- Owner: World Association of Girl Guides and Girl Scouts
- Location: Africa
- Founded: 29 January 2010
- Website https://www.wagggs.org/en/our-world/world-centres/kusafiri/

= Kusafiri =

African World Centre of the WAGGGS

Kusafiri is one of the five World Centres of the World Association of Girl Guides and Girl Scouts (WAGGGS). It is based in Africa but has no fixed location, instead it moves around existing locations in different African countries. It has been located in Accra, Ghana since 2023.

In October 2015, the name Kusafiri was given to the fifth world centre. Kusafiri means 'to journey' in Swahili.

== History ==
Kusafiri World Center is the product of years of discussion to bring a World Centre experience to the Africa Region. In 2010, at the Africa Regional Conference, it was unanimously agreed that the Africa Committee would explore opportunities to deliver World Centre experiences in the Region.

In July 2011, during the 34th World Conference in Edinburgh, Scotland, a motion was passed to create an experimental two-year pilot project that could potentially lead to the creation of a 'Fifth' World Centre in the Africa Region.

The project was evaluated, with results and recommendations presented at the 35th World Conference in Hong Kong in 2014. The conference voted unanimously for the following:

The Fifth World Centre Pilot study has demonstrated the value of establishing a presence in Africa to host world centre international experiences in line with WAGGGS Vision 2020.
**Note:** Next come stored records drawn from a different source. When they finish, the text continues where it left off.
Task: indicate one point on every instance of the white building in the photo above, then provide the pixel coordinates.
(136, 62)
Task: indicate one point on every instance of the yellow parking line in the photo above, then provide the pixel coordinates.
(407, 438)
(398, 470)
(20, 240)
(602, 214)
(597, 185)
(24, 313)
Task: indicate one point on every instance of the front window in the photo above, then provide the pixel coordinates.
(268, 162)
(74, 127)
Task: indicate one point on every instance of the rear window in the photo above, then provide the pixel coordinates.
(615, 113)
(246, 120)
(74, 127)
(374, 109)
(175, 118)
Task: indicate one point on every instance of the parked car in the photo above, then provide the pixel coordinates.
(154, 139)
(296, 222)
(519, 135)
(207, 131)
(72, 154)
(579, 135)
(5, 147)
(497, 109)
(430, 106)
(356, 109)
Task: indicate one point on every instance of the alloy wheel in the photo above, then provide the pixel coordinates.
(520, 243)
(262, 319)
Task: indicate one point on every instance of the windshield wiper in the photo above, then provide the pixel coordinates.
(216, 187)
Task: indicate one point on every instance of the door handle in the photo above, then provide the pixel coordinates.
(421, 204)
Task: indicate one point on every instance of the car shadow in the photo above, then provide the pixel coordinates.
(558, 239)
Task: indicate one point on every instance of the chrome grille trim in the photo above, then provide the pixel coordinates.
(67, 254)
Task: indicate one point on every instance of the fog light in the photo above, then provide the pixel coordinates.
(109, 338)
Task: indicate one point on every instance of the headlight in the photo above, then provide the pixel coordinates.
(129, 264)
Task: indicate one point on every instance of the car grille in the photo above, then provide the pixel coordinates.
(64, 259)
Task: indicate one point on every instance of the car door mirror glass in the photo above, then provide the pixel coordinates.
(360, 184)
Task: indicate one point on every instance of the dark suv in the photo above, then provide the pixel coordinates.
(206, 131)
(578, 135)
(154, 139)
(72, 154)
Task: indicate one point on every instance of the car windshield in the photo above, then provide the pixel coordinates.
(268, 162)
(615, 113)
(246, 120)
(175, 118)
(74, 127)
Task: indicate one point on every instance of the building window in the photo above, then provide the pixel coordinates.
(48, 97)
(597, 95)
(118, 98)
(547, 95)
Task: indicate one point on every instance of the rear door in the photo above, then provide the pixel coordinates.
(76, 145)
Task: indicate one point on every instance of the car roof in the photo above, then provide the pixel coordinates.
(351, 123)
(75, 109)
 In July 2011 a pilot project was started to assess creation of a fifth world centre.

== Past Events ==

=== 2012 ===

==== Ghana ====
From 21 to 27 July 2012 an event was held in Ghana focused on Fund Development and Leadership Development. The event was attended by 19 participants from seven African Member Organizations as well as South Sudan, who is currently working towards full membership.

==== South Africa ====
The event in South Africa ran from 7 to 14 October 2012, and focused on Fund Development and Leadership Development. There were 18 participants from African countries as well as 3 more from elsewhere.

=== 2013 ===

==== Rwanda ====
From 6 to 11 May 2013 a 'Stop the Violence campaign' training event took place in Kigali, the capital of Rwanda.

==== Kenya ====
From 21 October to 17 November 2013, 8 participants from Senegal, USA, Kenya, UK, Rwanda, Lebanon and Nigeria participated in the Community Action Experience. This took place in the Shanzu Transitional Centre in Mombasa, Kenya.

=== 2014 ===

==== Nigeria ====
In April 2014 a Women's Leadership Development Program (WLDP) event was attended by girls from various countries in the Africa Region. The event focused on developing entrepreneurial leaders for the Region.

=== 2015 ===

==== South Africa ====
In May 2015, 26 participants from 14 countries took part in ‘Prepared to Learn, Prepared to Lead’ at Khiyalami, the national training centre of Girl Guides South Africa.

==== Benin ====
From 9 to 13 August 2015, 29 participants from 14 French speaking countries came together for another 'Prepared to Learn, Prepared to Lead' event.

=== 2016 ===

==== Ghana ====
From 30 May to 5 June 2016, 65 participant from 55 countries came together in Ghana for the Juliette Low Seminar. The event was themed 'Transforming our World' and focused on transformation of self, community and the World.

=== 2017 ===

==== Madagascar ====
From 11–17 April 2017, Kusafiri World Centre hosted Arts4Change, Kusafiri in Madagascar, in partnership with the Skotisma Zazavavy Malagasy. 69 participants from 13 countries representing 4 WAGGGS Regions participated in the event. The 8 member Planning Team represented 3 WAGGGS Regions from 5 countries

=== 2018 ===

==== Uganda ====
From 5 to 11 December 2018, Kusafiri moved to Uganda to host a new experience; two programmes at the same time. Kusafiri hosted a leadership programme to prepare facilitators for the 2019 Juliette Low Seminar and a cultural programme to explore the heritage and diversity of Uganda. 147 participants attended from 42 countries and for the first time 5 Kusafiri Volunteers were part of delivering this experience.